Quand les prix au départ d’Asie ont augmenté de 7 à 10 fois faute d’avions, tous les exportateurs se sont tournés vers le sea-air

Le sea-air à la rescousse

Depuis la fin avril les compagnies aériennes se sont adaptées : « Une compagnie comme Air France-KLM avait commencé avec un mini réseau c’est-à-dire avec peu de capacités sur quelques destinations. Et au fil des semaines elle a étoffé son offre et les vols s’ajoutent au fur et à mesure. » Les flux aériens internationaux ont jusqu’à présent toujours trouvé des aéroports pour les accueillir.
La tension sur les prix est restée très forte car l’offre était et reste toujours insuffisante notamment à l’export.
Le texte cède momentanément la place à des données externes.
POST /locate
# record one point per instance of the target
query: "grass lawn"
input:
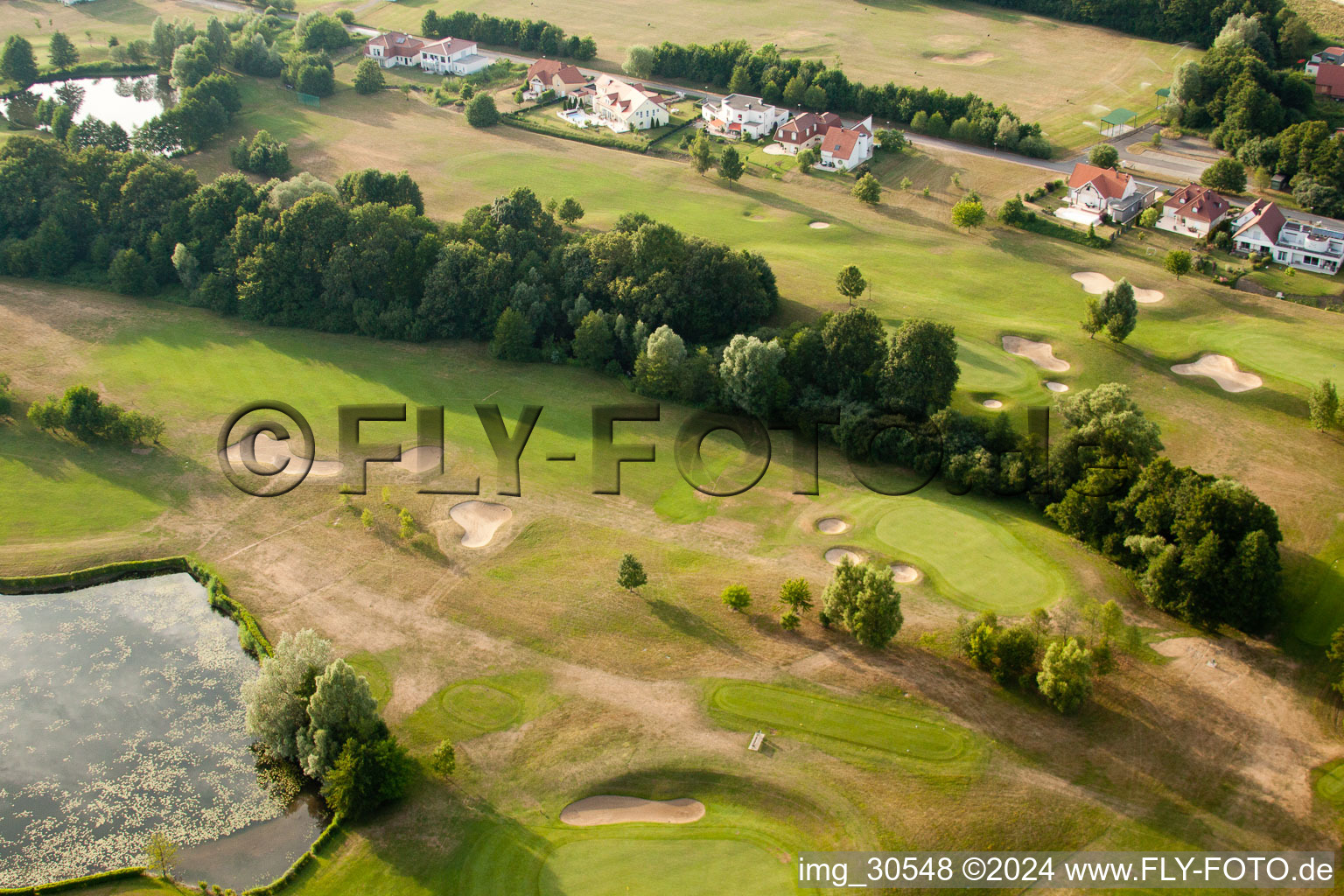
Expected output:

Du coup le transport aérien devenant trop cher pour certains produits, par exemple les produits alimentaires périssables, les chargeurs sont alors passés au transport maritime. « C’est le cas des produits en sortie de Rungis à destination des Dom Tom, beaucoup de produits qui passaient par le transport aérien utilisent le maritime » témoigne Francis Seuront.
Mais les industriels se heurtaient alors à un autre problème, celui du manque de conteneurs maritime sous-température dirigés (reefers). « Cette pénurie a débuté bien avant la crise du Covid, explique le responsable de l’aérien chez K+N, certains chargeurs de produits pharmaceutiques étaient même repassés du maritime à l’aérien » . Le groupe K+N a réussi à reconstituer une capacité de conteneurs maritimes reefers en les achetant plus cher. Dès lors le prix du transport maritime sous température dirigée a, à son tour augmenté, donnant une priorité de fait dans l’accès a transport aux industriels de la pharma dont la valeur des produits pouvait supporter la hausse de prix. »
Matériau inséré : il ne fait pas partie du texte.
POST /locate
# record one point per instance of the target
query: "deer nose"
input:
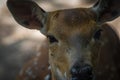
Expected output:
(82, 72)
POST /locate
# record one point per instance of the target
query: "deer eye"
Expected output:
(97, 34)
(52, 39)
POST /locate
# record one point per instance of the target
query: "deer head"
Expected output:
(72, 34)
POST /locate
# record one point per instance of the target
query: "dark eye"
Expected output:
(97, 34)
(52, 39)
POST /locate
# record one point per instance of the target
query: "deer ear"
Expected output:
(107, 10)
(27, 13)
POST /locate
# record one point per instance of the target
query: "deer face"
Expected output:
(71, 34)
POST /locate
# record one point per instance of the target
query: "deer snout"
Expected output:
(79, 72)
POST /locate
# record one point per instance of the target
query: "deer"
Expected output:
(82, 46)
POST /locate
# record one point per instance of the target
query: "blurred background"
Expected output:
(18, 44)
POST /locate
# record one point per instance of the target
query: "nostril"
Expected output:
(86, 70)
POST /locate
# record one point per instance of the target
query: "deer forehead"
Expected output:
(66, 23)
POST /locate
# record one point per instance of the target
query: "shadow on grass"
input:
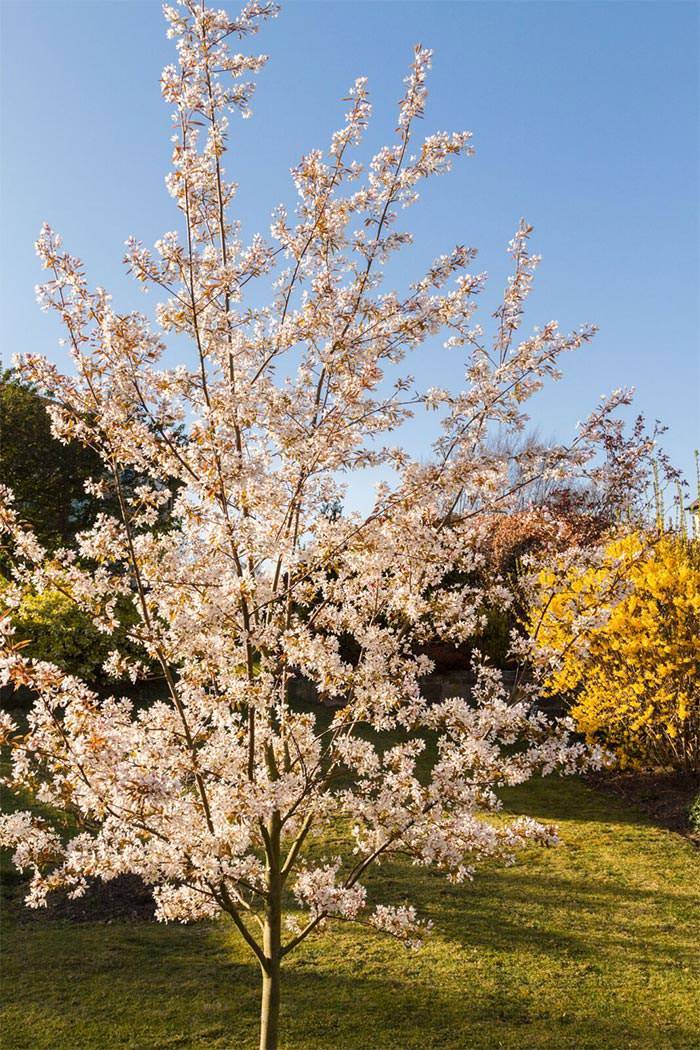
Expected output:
(558, 952)
(146, 992)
Départs de Chine en maritime

Cette faiblesse de l’offre et la force des prix de l’aérien ont conduit les chargeurs à chercher d’autres modes de transport. Francis Seuront raconte que même les liaisons ferroviaires entre la Chine et l’Europe ont été regardées de près. Les marchandises partent finalement de Chine en maritime, ce qui, au passage, permet d’éviter parfois plusieurs jours d’attente au départ quand les expéditions de masques saturent la capacité et continuent leur parcours vers l’Europe transférée à mi chemin sur le transport aérien. La route habituelle passe par l’aéroport de Dubaï, mais K+N a ajouté une route passant par l’aéroport de Los-Angeles.
« Avant la crise du Covid, le sea-air était plutôt employé dans le textile quand un exportateur était en retard sur ses délais mais pas suffisamment pour avoir besoin à de l’avion de bout en bout et pouvait de contenter d’un transit time de 10 à 12 jours, aujourd’hui la nature des marchandises a un peu évolué. » Cette alternative reste actuellement la plus utilisée au départ d’Asie vers l’Europe, pour un prix globalement bien inférieur au tout aérien.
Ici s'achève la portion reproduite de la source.